Jepsen is an effort to improve the safety of distributed databases, queues, consensus systems, etc. We maintain an open source software library for systems testing, as well as blog posts and conference talks exploring particular systems' failure modes. In each analysis we explore whether the system lives up to its documentation's claims, file new bugs, and suggest recommendations for operators.
Jepsen pushes vendors to make accurate claims and test their software rigorously, helps users choose databases and queues that fit their needs, and teaches engineers how to evaluate distributed systems correctness for themselves.
Together with Aerospike, we validated their next-generation consensus system, confirming two known data-loss scenarios due to process pauses and crashes, and discovering a previously unknown bug in their internal RPC proxy mechanism which allowed clients to see successfully applied updates as definite failures. Aerospike fixed this bug, added an option to require nodes write to disk before acknowledging operations to clients, and plans to extend the maximum clock skew their consensus system can tolerate.
Jepsen demonstrated numerous problems with data loss in Hazelcast, an in-memory data grid: map updates could be lost, atomic references were not atomic, ID generators generated duplicate IDs, locks were not exclusive, and queues could lose acknowledged messages.

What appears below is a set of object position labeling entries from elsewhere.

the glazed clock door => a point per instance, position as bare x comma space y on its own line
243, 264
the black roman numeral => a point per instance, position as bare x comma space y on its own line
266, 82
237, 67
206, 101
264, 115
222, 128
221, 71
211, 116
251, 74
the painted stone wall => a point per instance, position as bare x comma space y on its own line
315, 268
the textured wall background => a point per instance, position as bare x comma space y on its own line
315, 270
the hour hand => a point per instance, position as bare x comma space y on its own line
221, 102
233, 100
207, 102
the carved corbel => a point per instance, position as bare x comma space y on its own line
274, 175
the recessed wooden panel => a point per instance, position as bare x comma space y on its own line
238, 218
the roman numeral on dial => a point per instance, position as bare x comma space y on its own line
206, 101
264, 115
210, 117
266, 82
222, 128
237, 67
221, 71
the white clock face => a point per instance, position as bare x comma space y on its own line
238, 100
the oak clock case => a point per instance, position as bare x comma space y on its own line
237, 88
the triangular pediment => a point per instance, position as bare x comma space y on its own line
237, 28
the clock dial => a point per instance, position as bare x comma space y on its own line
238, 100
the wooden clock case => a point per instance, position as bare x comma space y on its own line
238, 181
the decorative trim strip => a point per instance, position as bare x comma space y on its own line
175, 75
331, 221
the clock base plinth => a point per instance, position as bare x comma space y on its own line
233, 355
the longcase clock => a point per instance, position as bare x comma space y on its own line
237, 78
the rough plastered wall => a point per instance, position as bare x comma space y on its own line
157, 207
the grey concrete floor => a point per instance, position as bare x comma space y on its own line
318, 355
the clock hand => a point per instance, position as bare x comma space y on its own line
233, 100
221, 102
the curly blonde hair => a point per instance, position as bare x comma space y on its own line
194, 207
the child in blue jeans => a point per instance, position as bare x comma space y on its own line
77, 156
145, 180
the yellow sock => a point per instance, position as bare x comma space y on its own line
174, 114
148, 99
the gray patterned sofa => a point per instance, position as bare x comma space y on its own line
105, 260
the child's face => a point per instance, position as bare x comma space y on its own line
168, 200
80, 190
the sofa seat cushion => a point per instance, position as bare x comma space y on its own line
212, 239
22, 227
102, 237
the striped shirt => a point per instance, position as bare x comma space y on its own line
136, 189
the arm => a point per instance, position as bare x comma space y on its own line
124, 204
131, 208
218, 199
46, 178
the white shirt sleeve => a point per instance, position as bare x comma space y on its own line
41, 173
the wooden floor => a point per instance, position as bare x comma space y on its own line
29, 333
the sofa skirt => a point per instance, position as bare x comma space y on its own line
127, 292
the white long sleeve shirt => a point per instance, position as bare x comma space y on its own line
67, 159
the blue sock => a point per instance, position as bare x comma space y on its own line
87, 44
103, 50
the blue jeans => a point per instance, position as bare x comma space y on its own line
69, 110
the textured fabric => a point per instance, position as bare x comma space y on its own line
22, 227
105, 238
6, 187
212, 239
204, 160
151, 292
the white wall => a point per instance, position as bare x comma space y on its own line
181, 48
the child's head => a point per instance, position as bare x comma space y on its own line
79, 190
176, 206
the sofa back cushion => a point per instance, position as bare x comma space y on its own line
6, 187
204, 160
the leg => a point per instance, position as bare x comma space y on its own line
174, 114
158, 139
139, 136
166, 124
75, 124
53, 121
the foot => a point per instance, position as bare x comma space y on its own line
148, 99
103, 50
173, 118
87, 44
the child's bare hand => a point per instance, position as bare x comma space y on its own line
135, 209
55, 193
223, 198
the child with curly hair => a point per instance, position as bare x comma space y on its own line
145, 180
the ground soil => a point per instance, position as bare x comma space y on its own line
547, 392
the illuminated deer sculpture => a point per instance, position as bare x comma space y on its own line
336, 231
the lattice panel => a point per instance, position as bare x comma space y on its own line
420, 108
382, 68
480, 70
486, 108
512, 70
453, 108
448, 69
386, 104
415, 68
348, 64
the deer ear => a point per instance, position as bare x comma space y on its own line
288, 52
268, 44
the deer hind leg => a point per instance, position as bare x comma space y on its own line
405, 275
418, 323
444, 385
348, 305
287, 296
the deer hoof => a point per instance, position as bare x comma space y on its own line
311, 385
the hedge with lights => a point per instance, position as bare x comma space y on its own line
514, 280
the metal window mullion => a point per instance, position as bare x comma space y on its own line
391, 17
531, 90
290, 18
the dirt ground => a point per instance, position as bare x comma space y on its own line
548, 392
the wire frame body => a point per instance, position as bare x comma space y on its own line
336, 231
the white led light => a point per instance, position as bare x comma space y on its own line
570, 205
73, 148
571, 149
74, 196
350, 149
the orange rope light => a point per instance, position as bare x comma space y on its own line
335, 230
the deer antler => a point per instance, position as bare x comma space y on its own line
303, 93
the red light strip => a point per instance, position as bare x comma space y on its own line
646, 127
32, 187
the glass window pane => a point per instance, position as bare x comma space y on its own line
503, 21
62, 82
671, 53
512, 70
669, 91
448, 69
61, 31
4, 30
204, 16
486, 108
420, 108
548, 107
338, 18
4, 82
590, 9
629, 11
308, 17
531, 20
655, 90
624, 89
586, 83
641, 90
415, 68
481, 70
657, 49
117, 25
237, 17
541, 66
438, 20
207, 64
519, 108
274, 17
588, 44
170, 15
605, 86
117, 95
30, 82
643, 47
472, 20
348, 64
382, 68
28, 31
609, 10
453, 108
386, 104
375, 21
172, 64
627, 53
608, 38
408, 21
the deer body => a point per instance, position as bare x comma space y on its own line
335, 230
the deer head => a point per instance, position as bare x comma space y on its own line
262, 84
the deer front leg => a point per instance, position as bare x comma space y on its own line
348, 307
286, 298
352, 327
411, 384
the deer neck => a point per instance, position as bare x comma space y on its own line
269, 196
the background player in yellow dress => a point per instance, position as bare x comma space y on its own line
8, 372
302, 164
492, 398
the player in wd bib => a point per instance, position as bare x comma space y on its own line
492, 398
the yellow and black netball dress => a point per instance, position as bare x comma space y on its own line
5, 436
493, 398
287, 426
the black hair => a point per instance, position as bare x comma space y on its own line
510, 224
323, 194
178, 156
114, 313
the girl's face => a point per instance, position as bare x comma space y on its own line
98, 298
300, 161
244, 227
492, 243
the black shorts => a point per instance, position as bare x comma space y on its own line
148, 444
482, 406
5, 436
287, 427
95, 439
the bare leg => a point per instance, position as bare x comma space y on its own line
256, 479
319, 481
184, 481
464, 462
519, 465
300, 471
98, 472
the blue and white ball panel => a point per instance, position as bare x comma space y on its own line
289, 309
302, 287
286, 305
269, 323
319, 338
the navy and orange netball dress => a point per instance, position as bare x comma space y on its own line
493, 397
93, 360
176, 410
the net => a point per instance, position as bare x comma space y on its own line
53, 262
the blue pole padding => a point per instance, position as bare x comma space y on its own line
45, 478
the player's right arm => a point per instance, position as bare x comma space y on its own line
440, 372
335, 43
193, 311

Jepsen worked with Tendermint to evaluate their distributed, linearizable, byzantine-fault-tolerant blockchain system. We were unable to find issues with their replication algorithm, but did discover single-node crashes and issues with crash recovery that could lead to unavailability or data loss.
We worked with Cockroach Labs to refine the Jepsen test suite they wrote for CockroachDB, and found multiple bugs leading to serializability violations, all of which are now fixed.
Jepsen helped MongoDB identify design flaws in their v0 replication protocol and implementation bugs in its v1 replacement, all of which could lead to the loss of majority-acknowledged operations. We also collaborated with MongoDB to integrate Jepsen into their CI system. MongoDB added support for linearizable reads in October 2016.
Research for Crate.io led to cases of dirty reads, replica divergence, and lost updates in Elasticsearch.
Jepsen found that document versions in Crate.io do not uniquely identify a particular version of a document, allowing lost updates.
- We worked with VoltDB to discover and fix stale and dirty reads in their SQL database, and, in uncommon configurations, two bugs leading to the loss of acknowledged updates.